It would ill become one who has no scientific pretensions to suggest other definitions, though he may claim to be among the few who have been privileged to observe a pearl in the making, or, rather, to watch Nature’s finishing touches.

In the case of the oyster the radical home cure for the living irritant or insoluble substance which had gained entrance between its valves is an encasement of pearl-film. If this encasement is globular or pear-shaped, or takes the form of a button and is lucid, lustrous, flawless, and of large size, it may be of almost inestimable worth.

Does the proud beauty who glories in the possession of a pearl condescend to imagine that she flaunts on her bosom just so many tombs containing the dust of the germs of a parasite? Does she not rather love to think of the gems as emblems of almost celestial purity, and to dwell on the fable of the Persians rather than the audacious modern fact?
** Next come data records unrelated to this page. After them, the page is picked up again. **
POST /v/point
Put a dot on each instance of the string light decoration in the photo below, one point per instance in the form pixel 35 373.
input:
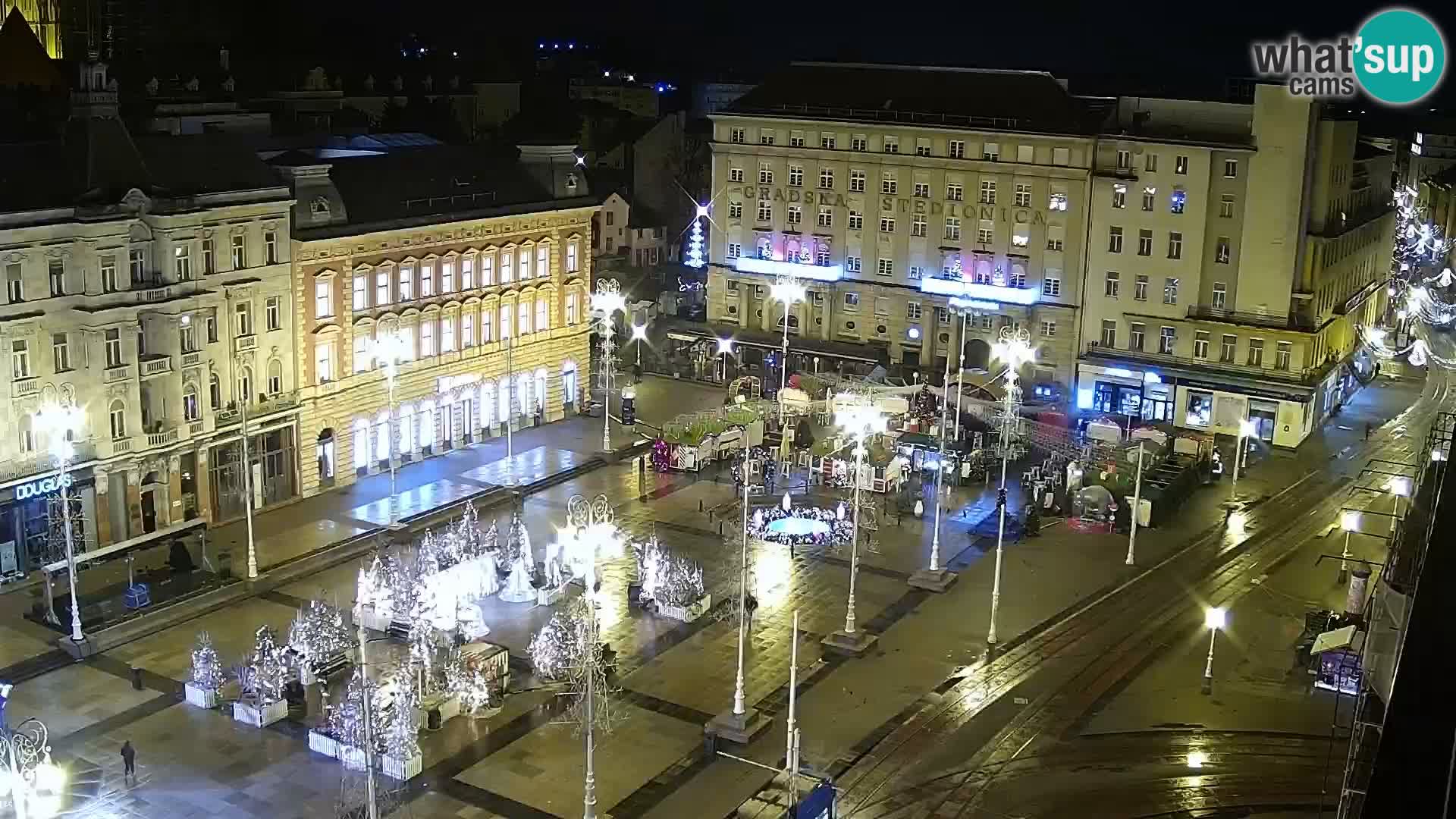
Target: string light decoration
pixel 207 667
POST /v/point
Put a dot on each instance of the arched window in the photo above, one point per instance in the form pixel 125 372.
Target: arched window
pixel 191 409
pixel 118 420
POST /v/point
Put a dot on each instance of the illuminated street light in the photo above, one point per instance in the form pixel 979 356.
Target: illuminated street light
pixel 1213 618
pixel 61 423
pixel 1014 349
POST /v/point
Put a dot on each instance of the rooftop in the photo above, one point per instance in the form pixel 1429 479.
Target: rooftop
pixel 913 95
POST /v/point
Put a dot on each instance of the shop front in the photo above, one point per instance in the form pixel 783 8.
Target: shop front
pixel 27 537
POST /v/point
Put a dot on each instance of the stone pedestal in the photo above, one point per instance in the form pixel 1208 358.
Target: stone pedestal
pixel 737 727
pixel 851 645
pixel 938 580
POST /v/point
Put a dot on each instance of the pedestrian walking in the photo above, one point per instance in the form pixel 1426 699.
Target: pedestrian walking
pixel 128 760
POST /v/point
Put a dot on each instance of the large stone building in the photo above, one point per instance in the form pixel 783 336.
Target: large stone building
pixel 892 190
pixel 147 281
pixel 481 264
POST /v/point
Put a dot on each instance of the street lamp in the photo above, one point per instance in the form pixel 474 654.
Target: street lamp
pixel 606 300
pixel 1350 522
pixel 1215 618
pixel 33 781
pixel 60 423
pixel 1014 349
pixel 785 290
pixel 862 420
pixel 388 350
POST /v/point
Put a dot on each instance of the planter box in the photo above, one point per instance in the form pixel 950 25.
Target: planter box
pixel 403 768
pixel 686 614
pixel 259 716
pixel 324 744
pixel 200 697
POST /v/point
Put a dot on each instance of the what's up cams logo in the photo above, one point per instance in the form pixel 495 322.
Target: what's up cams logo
pixel 1398 57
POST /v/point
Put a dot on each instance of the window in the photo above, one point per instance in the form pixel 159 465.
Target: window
pixel 19 360
pixel 118 420
pixel 406 281
pixel 243 318
pixel 1226 349
pixel 112 344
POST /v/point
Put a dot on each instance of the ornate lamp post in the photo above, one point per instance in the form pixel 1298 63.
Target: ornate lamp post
pixel 60 423
pixel 388 350
pixel 606 300
pixel 862 420
pixel 1014 350
pixel 785 290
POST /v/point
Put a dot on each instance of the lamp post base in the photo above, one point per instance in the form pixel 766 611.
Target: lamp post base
pixel 849 645
pixel 737 727
pixel 934 580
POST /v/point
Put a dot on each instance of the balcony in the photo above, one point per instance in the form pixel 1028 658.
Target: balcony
pixel 156 366
pixel 1273 321
pixel 1095 350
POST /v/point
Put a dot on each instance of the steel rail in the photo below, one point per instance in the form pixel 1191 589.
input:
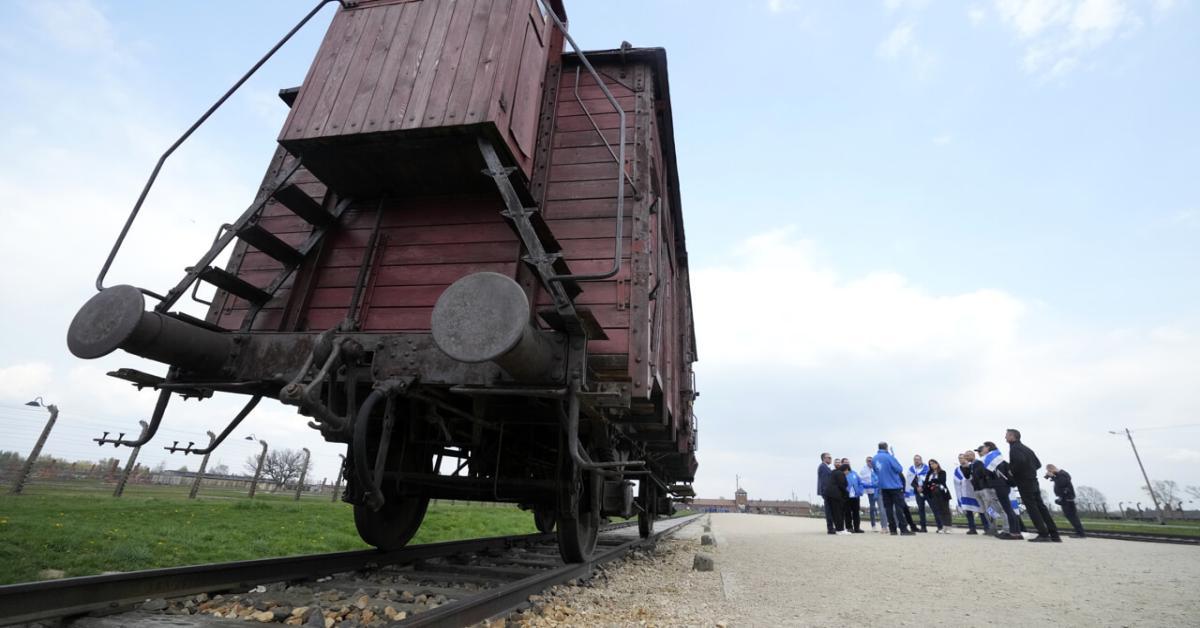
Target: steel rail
pixel 509 597
pixel 48 599
pixel 1141 537
pixel 75 596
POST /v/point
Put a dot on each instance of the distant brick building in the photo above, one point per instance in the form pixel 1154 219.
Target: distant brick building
pixel 742 503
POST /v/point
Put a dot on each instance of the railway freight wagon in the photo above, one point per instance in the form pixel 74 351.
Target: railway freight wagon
pixel 466 262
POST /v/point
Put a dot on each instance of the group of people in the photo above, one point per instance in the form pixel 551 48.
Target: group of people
pixel 983 485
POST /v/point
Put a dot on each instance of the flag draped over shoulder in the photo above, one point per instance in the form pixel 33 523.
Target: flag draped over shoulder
pixel 967 500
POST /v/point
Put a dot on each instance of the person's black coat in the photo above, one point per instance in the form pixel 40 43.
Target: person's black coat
pixel 1023 462
pixel 835 490
pixel 979 476
pixel 822 478
pixel 935 485
pixel 1063 489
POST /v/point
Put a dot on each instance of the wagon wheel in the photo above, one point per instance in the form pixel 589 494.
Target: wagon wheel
pixel 648 498
pixel 579 509
pixel 544 516
pixel 395 524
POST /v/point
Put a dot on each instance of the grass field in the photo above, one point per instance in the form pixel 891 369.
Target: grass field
pixel 83 531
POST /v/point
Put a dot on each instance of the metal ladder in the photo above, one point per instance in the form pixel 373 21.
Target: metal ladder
pixel 249 229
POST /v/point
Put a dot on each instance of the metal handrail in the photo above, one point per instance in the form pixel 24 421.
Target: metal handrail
pixel 154 174
pixel 619 156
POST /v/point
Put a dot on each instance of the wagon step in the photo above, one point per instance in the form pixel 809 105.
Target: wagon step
pixel 234 285
pixel 304 205
pixel 268 243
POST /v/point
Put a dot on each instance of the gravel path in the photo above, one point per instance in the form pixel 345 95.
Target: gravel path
pixel 785 570
pixel 775 570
Addison has set the fable in imperishable gold: A drop of water fell out of a cloud into the sea, and finding herself lost in such immensity of fluid matter, broke out into the following reflection: “Alas! What an inconsiderable creature am I in this prodigious ocean of waters; my existence is of no concern to the universe; I am reduced to a kind of nothing, and am less than the least of the works of God.” It so happened that an oyster which lay in the neighbourhood chanced to gape and swallow it up in the midst of this its humble soliloquy. The drop, says the fable, lay a great while hardening in the shell, until by degrees it was ripened into a pearl, which, falling into the hands of a diver after a long series of adventures, is at present that famous pearl which is affixed on the top of the Persian diadem.

Though one may count his pearls by the score, the hoard may be valueless. Upon such examples entertaining, if not valuable, experiments may be made without affectation or giving hostages to fortune. In all the little deformed specimens thus dissected the core has been found to consist of a foreign substance, generally what seemed under a microscope of limited power a speck of dirt. The heart of one was a blob of mud, which gave off a most baleful vapour. This was the result of the house-cleaning of a common, edible rock oyster, and the pearl, dirty green and lustreless, merely a thin casket, for the noisome mud had not solidified. The care with which the impurity had been rendered innocuous demonstrated the correct ideas of the oyster on sanitation. No doubt the germ of the special form of tape-worm which troubles oysters, irritates to pearl-making, and passes through other transformations in other hosts, and completes its cycle in the body of a shark, would be too minute for inexpert detection. The fact that molluscs do intern foreign and obnoxious substances is testimony to their decency and love of cleanliness, and so may the pearl be still accepted as the embodiment of purity. Though all its little soul be dirt, the pearl is pure, and but for the dirt or the germ of a filthy ailment it would not be pearl.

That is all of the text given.